Effective direct response advertisements can take on many forms; the common thread running through all good ads of this sort is that they make sales, plain and simple. That is the most important and actually, the only important function of a direct response campaign. If it's driving sales, then it's good, no matter what anyone else thinks.
If you read this and apply what you learn to your own small business advertising, you may be surprised by just how much potential your business actually has. Even if you're already doing well, you could dramatically increase sales (and of course, your profits) by using direct response ads which are well written, targeted towards the right audience and using the right media, you can create the strong emotional response needed to close the deal fast.
Once you understand how to create direct response advertising and use it to its best advantage, it can be one of the most powerful tools in your marketing arsenal. If you're interested in building a customer base and growing your business into the successful venture you've always envisioned, then keep reading - you're about to learn how it's done.
An Introduction to Direct Response Marketing
Not all marketing efforts are intended to make a sale immediately. There are advertisements and other promotional strategies which are designed to build or enhance brand image, or raise and maintain consumer awareness of a given company product or service... But those are methods best used by big businesses...
The kind of advertising and marketing that works best for small business is the kind designed to get an immediate response and generate sales - and that's what we're going to be addressing here.

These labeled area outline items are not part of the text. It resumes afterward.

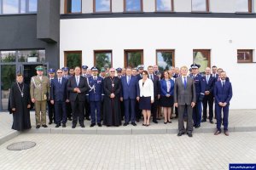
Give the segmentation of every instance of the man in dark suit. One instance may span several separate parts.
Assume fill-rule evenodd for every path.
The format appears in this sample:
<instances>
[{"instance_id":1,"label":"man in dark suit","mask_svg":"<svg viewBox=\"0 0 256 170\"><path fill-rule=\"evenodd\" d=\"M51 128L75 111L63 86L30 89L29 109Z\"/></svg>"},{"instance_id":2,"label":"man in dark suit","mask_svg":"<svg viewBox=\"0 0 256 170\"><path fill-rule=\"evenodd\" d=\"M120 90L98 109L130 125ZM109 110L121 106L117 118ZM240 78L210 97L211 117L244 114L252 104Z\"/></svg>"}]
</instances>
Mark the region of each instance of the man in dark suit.
<instances>
[{"instance_id":1,"label":"man in dark suit","mask_svg":"<svg viewBox=\"0 0 256 170\"><path fill-rule=\"evenodd\" d=\"M55 78L55 70L49 69L48 75L49 75L49 88L51 87L51 81ZM49 116L49 124L50 125L53 122L56 123L55 119L55 105L50 102L50 94L48 94L48 99L47 99L47 105L48 105L48 116Z\"/></svg>"},{"instance_id":2,"label":"man in dark suit","mask_svg":"<svg viewBox=\"0 0 256 170\"><path fill-rule=\"evenodd\" d=\"M124 102L125 106L125 123L127 126L131 122L133 126L135 123L136 116L136 99L139 99L139 86L138 80L136 76L131 76L131 69L126 69L126 76L121 77L122 91L120 100Z\"/></svg>"},{"instance_id":3,"label":"man in dark suit","mask_svg":"<svg viewBox=\"0 0 256 170\"><path fill-rule=\"evenodd\" d=\"M88 77L89 92L86 94L90 106L91 124L90 127L94 127L96 121L97 121L98 127L102 127L101 107L104 97L103 78L98 76L98 69L96 67L92 67L91 71L92 76Z\"/></svg>"},{"instance_id":4,"label":"man in dark suit","mask_svg":"<svg viewBox=\"0 0 256 170\"><path fill-rule=\"evenodd\" d=\"M57 70L57 78L51 81L50 103L55 105L55 128L61 126L61 122L62 122L62 127L66 128L66 102L68 101L67 91L67 79L63 78L61 69Z\"/></svg>"},{"instance_id":5,"label":"man in dark suit","mask_svg":"<svg viewBox=\"0 0 256 170\"><path fill-rule=\"evenodd\" d=\"M206 80L206 91L205 97L203 99L203 117L201 122L207 122L207 105L209 105L209 122L213 123L213 89L215 84L215 78L211 76L211 68L206 68L206 75L203 76Z\"/></svg>"},{"instance_id":6,"label":"man in dark suit","mask_svg":"<svg viewBox=\"0 0 256 170\"><path fill-rule=\"evenodd\" d=\"M75 75L68 79L67 91L69 93L69 100L71 102L73 110L73 128L76 128L79 122L81 128L84 128L84 104L85 94L88 90L88 83L86 79L80 76L81 69L77 66L75 68Z\"/></svg>"},{"instance_id":7,"label":"man in dark suit","mask_svg":"<svg viewBox=\"0 0 256 170\"><path fill-rule=\"evenodd\" d=\"M151 106L151 113L153 116L153 122L158 123L156 120L156 112L157 112L157 106L158 106L158 99L160 97L160 82L159 77L156 75L154 75L154 67L152 65L148 66L148 78L152 80L154 84L154 103Z\"/></svg>"},{"instance_id":8,"label":"man in dark suit","mask_svg":"<svg viewBox=\"0 0 256 170\"><path fill-rule=\"evenodd\" d=\"M214 97L216 105L216 116L217 116L217 131L215 135L221 133L221 112L223 110L223 124L224 132L226 136L229 136L228 124L229 124L229 108L230 102L233 95L232 85L226 80L226 72L222 71L220 73L221 81L215 83Z\"/></svg>"},{"instance_id":9,"label":"man in dark suit","mask_svg":"<svg viewBox=\"0 0 256 170\"><path fill-rule=\"evenodd\" d=\"M174 84L174 105L177 107L179 113L177 136L185 133L183 114L187 111L187 133L192 137L192 113L196 102L195 87L193 78L187 76L188 67L183 66L180 70L182 75L176 79Z\"/></svg>"}]
</instances>

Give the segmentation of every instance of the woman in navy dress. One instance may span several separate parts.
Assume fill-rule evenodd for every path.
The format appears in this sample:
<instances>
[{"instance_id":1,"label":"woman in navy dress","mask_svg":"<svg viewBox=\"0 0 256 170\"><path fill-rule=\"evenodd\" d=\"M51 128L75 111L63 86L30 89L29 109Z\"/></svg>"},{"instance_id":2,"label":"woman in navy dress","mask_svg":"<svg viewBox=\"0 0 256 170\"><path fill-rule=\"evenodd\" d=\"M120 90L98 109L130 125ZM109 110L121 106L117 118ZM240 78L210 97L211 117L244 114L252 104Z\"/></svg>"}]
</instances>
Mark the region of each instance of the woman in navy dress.
<instances>
[{"instance_id":1,"label":"woman in navy dress","mask_svg":"<svg viewBox=\"0 0 256 170\"><path fill-rule=\"evenodd\" d=\"M160 105L164 108L165 122L171 122L171 113L173 106L174 81L170 79L167 71L164 72L164 78L160 80Z\"/></svg>"}]
</instances>

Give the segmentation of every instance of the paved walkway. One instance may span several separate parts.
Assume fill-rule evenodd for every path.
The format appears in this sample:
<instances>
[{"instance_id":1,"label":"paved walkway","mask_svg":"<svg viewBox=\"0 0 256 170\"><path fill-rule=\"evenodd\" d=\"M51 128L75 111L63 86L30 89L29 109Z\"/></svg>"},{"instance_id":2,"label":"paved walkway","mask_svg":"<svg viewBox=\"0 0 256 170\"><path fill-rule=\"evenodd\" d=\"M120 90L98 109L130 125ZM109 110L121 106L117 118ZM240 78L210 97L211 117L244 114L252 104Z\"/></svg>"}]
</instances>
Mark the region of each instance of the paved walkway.
<instances>
[{"instance_id":1,"label":"paved walkway","mask_svg":"<svg viewBox=\"0 0 256 170\"><path fill-rule=\"evenodd\" d=\"M11 151L15 142L34 148ZM228 169L256 162L256 132L176 134L79 135L23 133L0 145L1 170Z\"/></svg>"}]
</instances>

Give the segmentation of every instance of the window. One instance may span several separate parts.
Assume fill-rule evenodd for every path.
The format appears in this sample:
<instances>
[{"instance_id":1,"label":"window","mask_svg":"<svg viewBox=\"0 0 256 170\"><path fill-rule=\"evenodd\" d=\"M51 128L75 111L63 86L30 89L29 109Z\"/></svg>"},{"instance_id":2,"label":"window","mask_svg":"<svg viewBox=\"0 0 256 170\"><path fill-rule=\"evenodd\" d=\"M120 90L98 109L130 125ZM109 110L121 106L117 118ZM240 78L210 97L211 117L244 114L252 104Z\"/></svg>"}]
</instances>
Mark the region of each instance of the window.
<instances>
[{"instance_id":1,"label":"window","mask_svg":"<svg viewBox=\"0 0 256 170\"><path fill-rule=\"evenodd\" d=\"M253 49L238 49L237 63L253 63Z\"/></svg>"},{"instance_id":2,"label":"window","mask_svg":"<svg viewBox=\"0 0 256 170\"><path fill-rule=\"evenodd\" d=\"M82 13L82 0L65 0L65 13Z\"/></svg>"},{"instance_id":3,"label":"window","mask_svg":"<svg viewBox=\"0 0 256 170\"><path fill-rule=\"evenodd\" d=\"M156 64L160 71L169 70L171 66L174 66L174 50L156 50Z\"/></svg>"},{"instance_id":4,"label":"window","mask_svg":"<svg viewBox=\"0 0 256 170\"><path fill-rule=\"evenodd\" d=\"M173 0L155 0L155 11L157 12L173 11Z\"/></svg>"},{"instance_id":5,"label":"window","mask_svg":"<svg viewBox=\"0 0 256 170\"><path fill-rule=\"evenodd\" d=\"M192 12L209 12L209 0L191 0Z\"/></svg>"},{"instance_id":6,"label":"window","mask_svg":"<svg viewBox=\"0 0 256 170\"><path fill-rule=\"evenodd\" d=\"M19 0L3 0L3 14L19 14Z\"/></svg>"},{"instance_id":7,"label":"window","mask_svg":"<svg viewBox=\"0 0 256 170\"><path fill-rule=\"evenodd\" d=\"M18 62L45 62L45 50L18 51Z\"/></svg>"},{"instance_id":8,"label":"window","mask_svg":"<svg viewBox=\"0 0 256 170\"><path fill-rule=\"evenodd\" d=\"M111 12L112 0L94 0L94 12Z\"/></svg>"},{"instance_id":9,"label":"window","mask_svg":"<svg viewBox=\"0 0 256 170\"><path fill-rule=\"evenodd\" d=\"M137 67L143 64L143 49L126 49L125 50L125 67Z\"/></svg>"},{"instance_id":10,"label":"window","mask_svg":"<svg viewBox=\"0 0 256 170\"><path fill-rule=\"evenodd\" d=\"M124 0L125 12L142 12L143 0Z\"/></svg>"},{"instance_id":11,"label":"window","mask_svg":"<svg viewBox=\"0 0 256 170\"><path fill-rule=\"evenodd\" d=\"M201 65L200 72L205 72L207 67L211 67L211 50L210 49L194 49L193 63Z\"/></svg>"},{"instance_id":12,"label":"window","mask_svg":"<svg viewBox=\"0 0 256 170\"><path fill-rule=\"evenodd\" d=\"M36 13L38 0L0 0L0 14Z\"/></svg>"},{"instance_id":13,"label":"window","mask_svg":"<svg viewBox=\"0 0 256 170\"><path fill-rule=\"evenodd\" d=\"M82 65L82 51L66 51L64 65L68 68Z\"/></svg>"},{"instance_id":14,"label":"window","mask_svg":"<svg viewBox=\"0 0 256 170\"><path fill-rule=\"evenodd\" d=\"M95 50L94 65L100 70L104 67L106 64L112 67L112 50Z\"/></svg>"},{"instance_id":15,"label":"window","mask_svg":"<svg viewBox=\"0 0 256 170\"><path fill-rule=\"evenodd\" d=\"M38 10L38 0L29 0L28 12L36 12Z\"/></svg>"},{"instance_id":16,"label":"window","mask_svg":"<svg viewBox=\"0 0 256 170\"><path fill-rule=\"evenodd\" d=\"M236 0L236 12L252 13L252 0Z\"/></svg>"}]
</instances>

Direct response marketing may take many forms, from short-form advertising copy (such as print ads, contextual PPC advertising, radio spots, TV commercials and the like) to longer marketing messages like full page, text-heavy ads, advertorials and the Robert Collier-style sales letter.

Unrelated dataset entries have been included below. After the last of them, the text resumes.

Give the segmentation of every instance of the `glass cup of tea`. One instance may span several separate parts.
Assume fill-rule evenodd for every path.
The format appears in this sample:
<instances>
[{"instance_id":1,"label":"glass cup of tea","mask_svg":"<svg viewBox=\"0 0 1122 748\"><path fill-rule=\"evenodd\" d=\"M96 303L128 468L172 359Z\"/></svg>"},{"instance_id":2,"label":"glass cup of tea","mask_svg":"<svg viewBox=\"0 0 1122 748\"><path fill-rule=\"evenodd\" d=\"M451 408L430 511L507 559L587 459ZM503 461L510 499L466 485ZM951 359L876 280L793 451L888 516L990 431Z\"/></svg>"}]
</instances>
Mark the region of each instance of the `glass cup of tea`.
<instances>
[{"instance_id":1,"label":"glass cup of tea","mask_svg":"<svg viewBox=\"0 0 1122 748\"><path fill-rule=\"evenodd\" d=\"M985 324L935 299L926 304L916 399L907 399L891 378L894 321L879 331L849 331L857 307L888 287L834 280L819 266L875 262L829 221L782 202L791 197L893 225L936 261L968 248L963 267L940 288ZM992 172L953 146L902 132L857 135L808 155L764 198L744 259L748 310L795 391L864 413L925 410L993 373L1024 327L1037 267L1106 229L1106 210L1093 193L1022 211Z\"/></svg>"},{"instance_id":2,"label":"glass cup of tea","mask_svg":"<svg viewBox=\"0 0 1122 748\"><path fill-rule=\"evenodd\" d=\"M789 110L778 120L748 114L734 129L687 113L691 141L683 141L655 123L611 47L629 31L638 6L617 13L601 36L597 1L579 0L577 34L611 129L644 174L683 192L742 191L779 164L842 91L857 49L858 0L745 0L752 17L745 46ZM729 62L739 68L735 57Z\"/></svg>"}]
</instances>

All are valid, and which medium you use to get your message across depends on what you're selling and who you're trying to sell it to; that much you probably know, if you've spent more than ten minutes in marketing - but when you reach your audience with your message matters just as much as everything else.
The 4 Parts of Effective Advertising
In every ad, you need to accomplish each of the following 4 things:
The Right Message to the Right Market in the Right Media at the Right Time
All four of these factors are important to the success of any direct response marketing campaign - and we'll briefly cover all four below:
- Message: It doesn't matter how great your product or service is if you can't effectively communicate its advantages over what the competition is offering - you won't get many, if any sales. You need to appeal to people on several levels, especially on an emotional level if you want to spur them to action immediately. We'll cover more about how to craft an attention getting message that closes the deal later.
- Market: Again, it doesn't matter what your product or service is or how great it may be or even how compelling your message is if you're trying to sell to the wrong audience. In other words, don't try to sell sand in the desert. You should already know who your target market is before you begin trying to craft a direct response message to reach them - and if you don't, it's time to go back to the drawing board and start over with some in-depth market research. If you don't know who you're selling to, you'll never be able to put together an effective direct response message.
- Media: The media you choose to convey your message to your target audience depends a great deal on the demographics of this group; and again, this is where market research comes into play. Depending on who your target market is, different media channels will be more - or less - effective in reaching them. Some groups will be more receptive to direct mail, others to print advertising and still others to email marketing, banner ads and other online marketing strategies. Just as if you were preparing to give a speech, you have to know your audience in order to create a message and select a media which will allow you to make the greatest possible impact.
- Moment: It's not just about reaching the right audience with the right message through the right media; you also have to make sure that your message reaches them at the right time. What's the right time, you ask? The answer is: when your target market is ready to buy, not when you're ready to sell to them. You're always ready to sell, at least if you're in the least bit suited for business - but you need to remember that not every person out there is ready to make a purchase, even if they're decidedly part of your target market.
And remember that you can send a series of snail mail letters almost as easily as you can send a series of emails.
Making sure that your message reaches the right people; people who are ready and willing to do business with you right now, involves a combination of all 4 factors; message, market, media and moment. All are important parts of a small business advertising direct response campaign that genuinely produces results and provides you with a good return on investment.